Cumhurbaşkanlığı seçiminde herkes hemen hemen kararını vermiş. Mehmetçiğe kurşun sıkanların, onları kollayıp gözetenlerin buralarda pek şansı yok. Sözde solun ve başkalarının çok az kaldıkları köylerde saatlerce dolaştığımızı köy halkından duyuyoruz.

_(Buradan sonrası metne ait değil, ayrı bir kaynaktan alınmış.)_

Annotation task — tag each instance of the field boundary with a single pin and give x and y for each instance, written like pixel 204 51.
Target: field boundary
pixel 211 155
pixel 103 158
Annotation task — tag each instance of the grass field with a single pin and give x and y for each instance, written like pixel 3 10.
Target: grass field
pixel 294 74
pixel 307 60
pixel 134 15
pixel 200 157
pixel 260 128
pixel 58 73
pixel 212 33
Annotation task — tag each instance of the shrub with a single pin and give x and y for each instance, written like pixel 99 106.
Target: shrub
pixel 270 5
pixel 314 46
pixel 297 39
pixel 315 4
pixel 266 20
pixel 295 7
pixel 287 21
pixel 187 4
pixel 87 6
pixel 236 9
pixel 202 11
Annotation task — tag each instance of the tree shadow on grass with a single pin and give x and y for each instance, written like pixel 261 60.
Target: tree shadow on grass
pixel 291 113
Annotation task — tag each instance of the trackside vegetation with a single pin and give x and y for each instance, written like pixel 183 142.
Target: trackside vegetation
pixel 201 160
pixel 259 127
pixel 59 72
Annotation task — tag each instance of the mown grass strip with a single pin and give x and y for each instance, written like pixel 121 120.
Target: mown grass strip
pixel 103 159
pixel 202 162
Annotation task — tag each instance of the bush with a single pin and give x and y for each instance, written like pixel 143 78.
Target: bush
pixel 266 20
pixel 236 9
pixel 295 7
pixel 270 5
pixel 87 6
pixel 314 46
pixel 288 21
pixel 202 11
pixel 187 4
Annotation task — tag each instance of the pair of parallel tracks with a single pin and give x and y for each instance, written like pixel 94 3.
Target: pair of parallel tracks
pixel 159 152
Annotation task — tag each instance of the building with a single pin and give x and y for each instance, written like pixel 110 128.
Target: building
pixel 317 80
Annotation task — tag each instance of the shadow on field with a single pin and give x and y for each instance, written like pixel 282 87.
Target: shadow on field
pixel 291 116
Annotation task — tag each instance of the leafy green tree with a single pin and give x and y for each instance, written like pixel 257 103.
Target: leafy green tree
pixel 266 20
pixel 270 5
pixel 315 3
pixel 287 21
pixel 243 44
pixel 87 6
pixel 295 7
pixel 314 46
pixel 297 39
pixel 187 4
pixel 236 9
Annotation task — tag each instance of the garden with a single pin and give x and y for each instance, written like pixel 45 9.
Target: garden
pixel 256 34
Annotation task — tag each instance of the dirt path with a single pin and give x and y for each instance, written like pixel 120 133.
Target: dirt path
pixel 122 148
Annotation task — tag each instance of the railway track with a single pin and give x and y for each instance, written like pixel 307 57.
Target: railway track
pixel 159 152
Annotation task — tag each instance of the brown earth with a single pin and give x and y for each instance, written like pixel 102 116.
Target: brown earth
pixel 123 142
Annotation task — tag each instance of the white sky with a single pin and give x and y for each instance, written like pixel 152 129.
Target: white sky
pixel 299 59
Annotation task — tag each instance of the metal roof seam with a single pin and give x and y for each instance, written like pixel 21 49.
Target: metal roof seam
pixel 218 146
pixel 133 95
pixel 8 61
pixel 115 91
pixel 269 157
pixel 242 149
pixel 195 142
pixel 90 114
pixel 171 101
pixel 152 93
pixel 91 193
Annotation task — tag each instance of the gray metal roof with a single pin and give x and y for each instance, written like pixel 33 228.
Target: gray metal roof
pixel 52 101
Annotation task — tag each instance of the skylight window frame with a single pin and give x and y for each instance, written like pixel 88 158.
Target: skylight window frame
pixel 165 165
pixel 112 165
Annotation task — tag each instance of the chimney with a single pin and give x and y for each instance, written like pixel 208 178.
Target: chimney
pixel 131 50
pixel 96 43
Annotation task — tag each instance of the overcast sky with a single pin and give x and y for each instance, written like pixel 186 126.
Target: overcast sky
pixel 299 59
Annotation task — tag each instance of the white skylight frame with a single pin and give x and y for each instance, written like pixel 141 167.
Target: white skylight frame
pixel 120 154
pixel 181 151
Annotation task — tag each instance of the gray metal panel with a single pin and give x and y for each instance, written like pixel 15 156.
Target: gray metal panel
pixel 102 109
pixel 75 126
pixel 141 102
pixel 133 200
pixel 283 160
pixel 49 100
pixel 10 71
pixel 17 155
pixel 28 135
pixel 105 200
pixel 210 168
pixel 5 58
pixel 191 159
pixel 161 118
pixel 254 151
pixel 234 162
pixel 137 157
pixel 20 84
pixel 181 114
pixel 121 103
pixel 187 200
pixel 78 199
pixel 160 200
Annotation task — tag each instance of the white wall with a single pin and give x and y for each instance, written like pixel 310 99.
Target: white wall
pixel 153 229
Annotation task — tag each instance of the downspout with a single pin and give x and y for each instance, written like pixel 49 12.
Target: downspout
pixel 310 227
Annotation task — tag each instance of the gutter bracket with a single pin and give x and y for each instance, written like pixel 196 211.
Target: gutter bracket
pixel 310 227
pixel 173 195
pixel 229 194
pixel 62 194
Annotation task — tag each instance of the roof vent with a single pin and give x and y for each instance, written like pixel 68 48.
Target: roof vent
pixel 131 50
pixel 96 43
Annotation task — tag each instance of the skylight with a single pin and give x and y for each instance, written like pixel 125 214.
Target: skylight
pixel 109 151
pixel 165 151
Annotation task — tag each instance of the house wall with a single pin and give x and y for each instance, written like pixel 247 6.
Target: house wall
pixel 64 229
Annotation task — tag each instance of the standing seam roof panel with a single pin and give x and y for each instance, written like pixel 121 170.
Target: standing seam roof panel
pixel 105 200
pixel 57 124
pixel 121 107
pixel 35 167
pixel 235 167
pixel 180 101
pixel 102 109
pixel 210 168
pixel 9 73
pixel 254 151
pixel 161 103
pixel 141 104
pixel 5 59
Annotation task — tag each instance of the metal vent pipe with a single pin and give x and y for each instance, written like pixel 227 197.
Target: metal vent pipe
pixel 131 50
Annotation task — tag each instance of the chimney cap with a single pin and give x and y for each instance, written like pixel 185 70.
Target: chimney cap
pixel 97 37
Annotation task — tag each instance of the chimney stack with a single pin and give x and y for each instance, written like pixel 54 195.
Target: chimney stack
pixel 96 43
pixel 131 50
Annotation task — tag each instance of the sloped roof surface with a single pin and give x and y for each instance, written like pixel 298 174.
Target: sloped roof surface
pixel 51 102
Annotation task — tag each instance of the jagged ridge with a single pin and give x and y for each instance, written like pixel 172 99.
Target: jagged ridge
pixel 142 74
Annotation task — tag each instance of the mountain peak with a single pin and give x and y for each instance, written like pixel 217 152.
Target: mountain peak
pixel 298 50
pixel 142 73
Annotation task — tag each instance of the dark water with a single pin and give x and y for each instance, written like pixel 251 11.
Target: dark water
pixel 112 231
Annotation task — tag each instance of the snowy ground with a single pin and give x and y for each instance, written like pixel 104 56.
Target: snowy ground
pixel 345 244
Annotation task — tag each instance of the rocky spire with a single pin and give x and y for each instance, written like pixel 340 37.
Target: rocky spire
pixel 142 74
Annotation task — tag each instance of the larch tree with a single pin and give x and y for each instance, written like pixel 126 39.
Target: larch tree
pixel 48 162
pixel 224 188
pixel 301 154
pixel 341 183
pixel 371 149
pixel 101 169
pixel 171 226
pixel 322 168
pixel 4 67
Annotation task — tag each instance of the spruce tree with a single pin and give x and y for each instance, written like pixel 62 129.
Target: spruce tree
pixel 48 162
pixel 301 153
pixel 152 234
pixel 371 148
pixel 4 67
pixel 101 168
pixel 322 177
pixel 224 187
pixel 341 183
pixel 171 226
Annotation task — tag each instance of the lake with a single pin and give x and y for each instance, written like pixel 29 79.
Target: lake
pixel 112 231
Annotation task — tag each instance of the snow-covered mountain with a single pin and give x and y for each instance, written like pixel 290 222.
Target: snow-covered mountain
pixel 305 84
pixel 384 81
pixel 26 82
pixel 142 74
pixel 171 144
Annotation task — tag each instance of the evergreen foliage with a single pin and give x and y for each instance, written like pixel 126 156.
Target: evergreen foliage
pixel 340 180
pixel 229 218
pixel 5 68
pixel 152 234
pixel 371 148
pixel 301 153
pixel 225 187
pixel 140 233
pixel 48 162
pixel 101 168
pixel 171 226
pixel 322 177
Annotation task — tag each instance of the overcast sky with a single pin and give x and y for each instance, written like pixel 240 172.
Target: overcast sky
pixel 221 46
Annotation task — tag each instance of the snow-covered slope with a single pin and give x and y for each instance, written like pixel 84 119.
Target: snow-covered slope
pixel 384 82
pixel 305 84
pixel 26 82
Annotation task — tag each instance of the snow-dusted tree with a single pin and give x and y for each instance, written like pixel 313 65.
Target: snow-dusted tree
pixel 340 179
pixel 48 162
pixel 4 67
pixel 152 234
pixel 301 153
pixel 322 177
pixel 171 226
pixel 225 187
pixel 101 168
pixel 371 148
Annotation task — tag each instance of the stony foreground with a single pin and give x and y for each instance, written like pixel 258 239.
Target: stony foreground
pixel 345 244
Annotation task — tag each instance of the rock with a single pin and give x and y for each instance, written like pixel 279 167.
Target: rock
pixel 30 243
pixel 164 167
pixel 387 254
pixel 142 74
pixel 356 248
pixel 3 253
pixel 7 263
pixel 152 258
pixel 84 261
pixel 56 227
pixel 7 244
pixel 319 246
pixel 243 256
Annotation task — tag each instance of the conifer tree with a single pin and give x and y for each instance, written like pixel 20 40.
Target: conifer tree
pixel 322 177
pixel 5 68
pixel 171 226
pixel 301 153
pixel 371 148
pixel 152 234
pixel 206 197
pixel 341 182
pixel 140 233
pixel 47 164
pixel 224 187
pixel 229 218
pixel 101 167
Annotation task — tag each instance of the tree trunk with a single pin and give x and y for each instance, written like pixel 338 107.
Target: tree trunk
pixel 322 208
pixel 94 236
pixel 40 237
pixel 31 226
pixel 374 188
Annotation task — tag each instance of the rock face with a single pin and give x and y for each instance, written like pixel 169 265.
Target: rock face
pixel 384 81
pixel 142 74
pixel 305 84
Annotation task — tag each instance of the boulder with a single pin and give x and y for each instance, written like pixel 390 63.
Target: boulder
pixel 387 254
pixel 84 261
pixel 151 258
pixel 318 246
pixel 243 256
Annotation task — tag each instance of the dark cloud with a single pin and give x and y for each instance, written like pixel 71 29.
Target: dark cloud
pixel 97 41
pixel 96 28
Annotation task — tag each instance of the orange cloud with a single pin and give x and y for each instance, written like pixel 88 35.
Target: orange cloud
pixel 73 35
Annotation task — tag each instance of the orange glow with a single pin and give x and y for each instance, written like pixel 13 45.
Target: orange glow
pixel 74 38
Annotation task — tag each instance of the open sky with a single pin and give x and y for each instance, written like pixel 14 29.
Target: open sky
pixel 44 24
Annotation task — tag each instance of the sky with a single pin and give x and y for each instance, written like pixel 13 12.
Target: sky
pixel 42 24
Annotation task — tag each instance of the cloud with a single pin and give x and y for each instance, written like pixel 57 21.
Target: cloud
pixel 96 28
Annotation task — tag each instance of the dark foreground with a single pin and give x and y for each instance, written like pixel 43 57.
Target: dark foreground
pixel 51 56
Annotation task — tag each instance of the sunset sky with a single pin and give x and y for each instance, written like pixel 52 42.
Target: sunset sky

Depremzede milletimizi borçlandırarak ev sahibi yapmak hiç akılcı bir çözüm olarak görünmüyor. Hemen her şeyini yitirmiş insanların yaralarını sarmak demek, onların yıkılan ve dağılan yuvalarını, Devlet olmanın yüceliğiyle, istediklerinden âlâ biçimde yerine koyabilmektir. Aksi halde, elli yaşındaki kadınlar, 60’larındaki erkekler, nice gençler “İş! İş!” diye çırpınırken, onların borçlandırılmalarından daha trajik bir uygulama olamaz.
Ellerini tuttuğumuz bütün kadınlara, Milletimizin sorunlarına hakîm iradenin Vatan Partisi’nin kadın milletvekili adaylarında olduğunu, Vatan Partisi’nin kahraman kadınlarının neler başardığını bir bir aktardık. Hız kesmiyoruz, Haydi, Kahraman Kadınlar Meclise!